Central to the issue is a state law that makes it a public nuisance to interfere “with the comfortable enjoyment of life or property by an entire community or neighborhood or by a considerable number of persons” in a way that is “offensive to the senses or an obstruction to the free use of property.”

“So that’s up to interpretation by whomever is reading this,” Townsend said of the current law. “And it’s quite vague.”

She wants the law to reflect that any prosecution under state public nuisance laws based on noise complaints “must include an accurate recording and measurement of the noise made by a peace officer.”

But her HB 2389 is even more technical than that. It spells out the scale to be used, how samples should be taken, and even the technical requirements for the type of sound meter that would have to be used.

Rep. Pamela Powers Hannley, D-Tucson, said that effectively would require all police departments to outfit patrol cars with these meters.

Townsend conceded she has no idea how much that would cost. But she said it’s fairer than what occurs now where the “evidence” produced against property owners often consists only of cell phone videos from nearby residents. And that, Townsend said, hardly qualifies as “valid for sound measurement.”

But Mohiuddin said those kinds of videos − he claims they have been altered − have been the basis for hundreds of complaints against him that he has had to defend himself against noise complaints at the city’s board of adjustment. He told lawmakers he has had to sell his home to pay his legal fees.

Townsend, in seeking to apply the requirement for police-gathered evidence statewide, said there’s no reason that these complaints are being handled without real, measurable evidence which has been gathered by a peace officer.
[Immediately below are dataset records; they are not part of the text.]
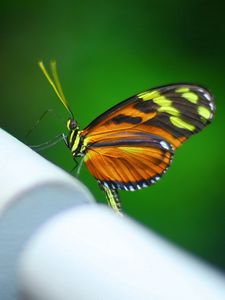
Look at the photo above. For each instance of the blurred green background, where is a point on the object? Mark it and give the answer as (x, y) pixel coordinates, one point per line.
(107, 51)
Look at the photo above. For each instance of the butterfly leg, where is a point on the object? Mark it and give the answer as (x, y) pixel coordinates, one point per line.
(113, 199)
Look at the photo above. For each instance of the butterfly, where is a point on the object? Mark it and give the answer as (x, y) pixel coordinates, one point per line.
(131, 145)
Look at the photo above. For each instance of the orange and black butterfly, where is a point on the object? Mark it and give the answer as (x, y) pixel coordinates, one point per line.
(131, 145)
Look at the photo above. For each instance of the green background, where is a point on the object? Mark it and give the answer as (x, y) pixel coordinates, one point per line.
(107, 51)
Nick Ponder, lobbyist for the League of Arizona Cities and Towns, said the legislation puts cities in the business of having to intercede every time someone files a noise complaint.

“The last thing that our police officers want to do is respond to a noise call, frankly,” he said. “They have other things they could be spending their time on.”

Townsend was unconvinced.

“I understand a police officer doesn’t want to have to go and see a call on noise,” she said. But Townsend said it’s important for a judge or hearing officer to have all the relevant — and reliable — evidence.
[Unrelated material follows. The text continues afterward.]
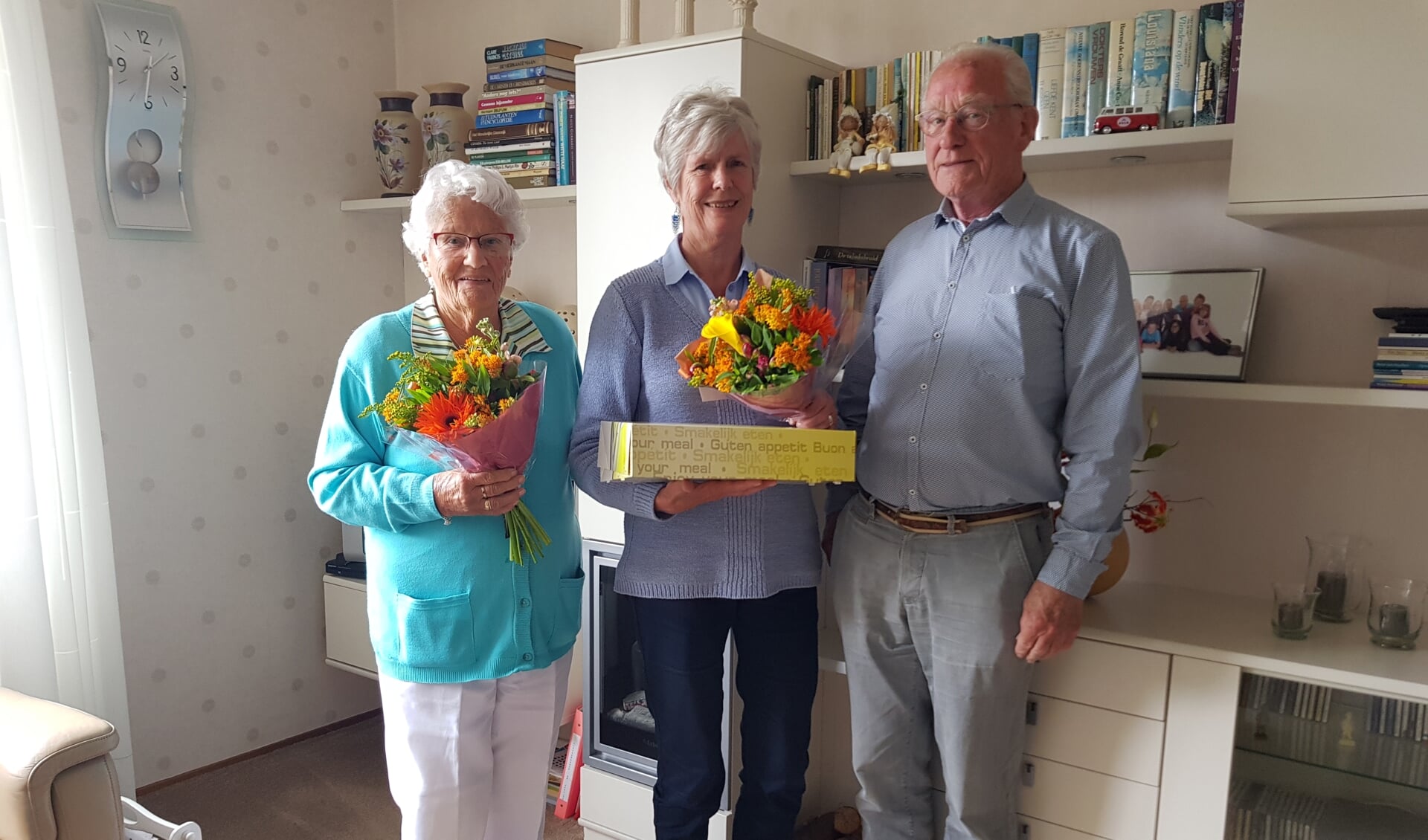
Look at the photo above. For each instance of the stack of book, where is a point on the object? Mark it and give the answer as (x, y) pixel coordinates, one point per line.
(526, 117)
(1403, 363)
(840, 277)
(1180, 66)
“If you’re going to charge somebody they’re going to have to defend themselves and spend thousands of dollars,” she said. “We don’t want this happening on a he said/she said basis by somebody who’s disgruntled.”

That argument was buttressed by Braden Biggs who is a member of the Apache Junction board of adjustment.
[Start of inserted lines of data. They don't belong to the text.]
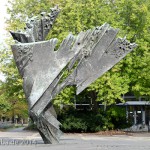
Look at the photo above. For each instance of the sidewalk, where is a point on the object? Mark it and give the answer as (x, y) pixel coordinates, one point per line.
(27, 140)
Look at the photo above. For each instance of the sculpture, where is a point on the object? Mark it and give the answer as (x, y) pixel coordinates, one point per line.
(94, 52)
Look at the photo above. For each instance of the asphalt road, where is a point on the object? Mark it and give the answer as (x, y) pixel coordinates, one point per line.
(25, 140)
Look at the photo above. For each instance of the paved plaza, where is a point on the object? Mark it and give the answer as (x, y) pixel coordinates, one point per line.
(19, 139)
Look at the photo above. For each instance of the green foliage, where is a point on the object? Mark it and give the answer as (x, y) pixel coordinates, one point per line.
(89, 121)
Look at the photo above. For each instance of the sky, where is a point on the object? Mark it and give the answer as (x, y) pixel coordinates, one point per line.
(3, 32)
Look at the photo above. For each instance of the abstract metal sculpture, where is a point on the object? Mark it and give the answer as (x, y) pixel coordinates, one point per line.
(89, 55)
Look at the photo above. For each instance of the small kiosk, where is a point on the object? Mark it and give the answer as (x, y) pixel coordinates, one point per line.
(138, 112)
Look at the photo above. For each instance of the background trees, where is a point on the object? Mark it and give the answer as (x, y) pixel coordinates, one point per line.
(131, 74)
“When one of our police officers cites somebody for a speeding violation they have to do so with a radar gun,” he told lawmakers.

“That gun is required to be calibrated and logged and tracked, consistently,” Biggs said, providing documentation that the officer is able to review and present when there is a hearing. “That should also be the case when it comes to noise violations.”

That still leaves the question of cost.

Rep. Travis Grantham, R-Gilbert, said he did a quick Google search and found sound meters for as little as $19.90 and as much as $376.95. There was no immediate indication which of these, if any, would prove acceptable for use under Townsend’s legislation.

Powers Hannley told Mohiuddin that it sounds like he’s being targeted.

“And it’s very unfair,” she said. “I’m not sure that this bill is the fix for it, though,” saying one of the issues for her vote against the measure is the potential cost.

Townsend said she does not want this to be an unfunded mandate on cities, suggesting that if her measure advances she may look to have the state provide some dollars to communities to purchase the devices.

The measure now goes to the full House following routine constitutional review.